When parents can rely on pre-kindergarten to provide a safe
environment for their children during the workday, they work and earn
more, which also leads to higher tax revenues and lower expenditure on
income support programs. When children are exposed to a nurturing
learning environment during the pre-kindergarten years (which are
critical years for brain development), they have greater achievement
and success at school: less grade retention, less need for special
education, and higher graduation rates. These benefits last into
adulthood, when former pre-kindergarten participants have greater
attachment to the workforce, higher earnings, improved health, and are
less likely to be involved in the criminal justice system. Each of
these benefits at the individual level is mirrored by improvements to
the Federal balance sheet: more revenue from income taxes, and fewer
expenditures on health care and the criminal justice system.
Evidence shows that investing in early childhood education is one
of the best ways to grow our economy over the long term.
__________
Response from Dr. Bernstein to Question for the Record Submitted by
Representative Trone
You wrote last month that ``structural racism has amplified the
health and economic consequences of the current crisis on persons of
color, but all those pressures predate the virus.'' And you advocate
for a race-conscious, responsible fiscal policy to address these issues
and provide ongoing support wherever it is needed, regardless of the
state of the national economy. You've called for an ``anti-racist
policy agenda''--can you provide more details or specifics on what that
might consist of? The article mentioned a labor market focus, as well
as housing, education, voting rights, and criminal justice reforms.
A race-conscious policy agenda would of necessity attack the
problem of systemic racism from many angles. The reason relates to what
we mean by ``systemic.'' That is, the phrase does not invoke occasional
or even frequent racist acts or expressions by individuals. It refers
to the extent to which racism is deeply entrenched in almost every
aspect of our society, politics, and institutions.
A good example is housing segregation.
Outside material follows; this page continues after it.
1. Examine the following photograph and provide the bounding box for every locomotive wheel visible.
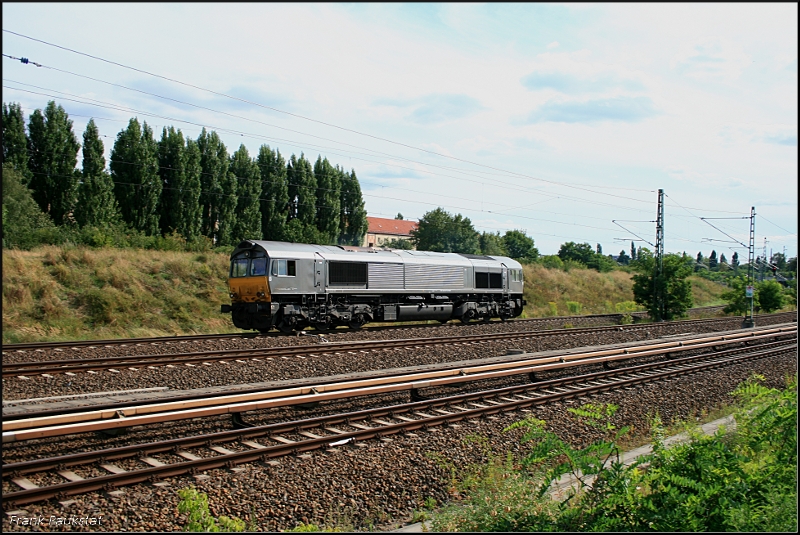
[347,314,367,329]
The extent of redlining and
racist housing covenants has been exhaustively documented and the
impact a legacy of substandard, segregated housing in neighborhoods
that lack the public goods and investments of neighborhoods where
whites reside. Thus, housing policy must be crafted to offset this
systemic segregation. An example would be fully funding ``neighborhood
choice vouchers'' and ensuring affordable capital access through CDFIs
and MDIs. ``Moving to opportunity'' policies can also help. [I can
provide links and references on all of the policy ideas in this note.]
The same approach must be taken in every case. In education, access
to college must be affordable for persons of color and any needed
remediation services to offset systemic unequal quality of K-12
education must be provided. In labor markets, minimum wages must be
brought closer to living wages, and refundable credits must make work
pay for lower-paid workers who are disproportionately workers of color.
Also, in labor markets, it must be recognized that even in strong
economies, there are often Black and Brown neighborhoods where jobs are
insufficient in terms of quantity and quality. Direct job creation
programs must be considered in these cases.
Of course, criminal justice is another example of an institution
rife with systemic racism, including incarceration policies and
policing. As an economist, policy reforms here are outside my scope but
I can easily provide you with such information if it would be useful.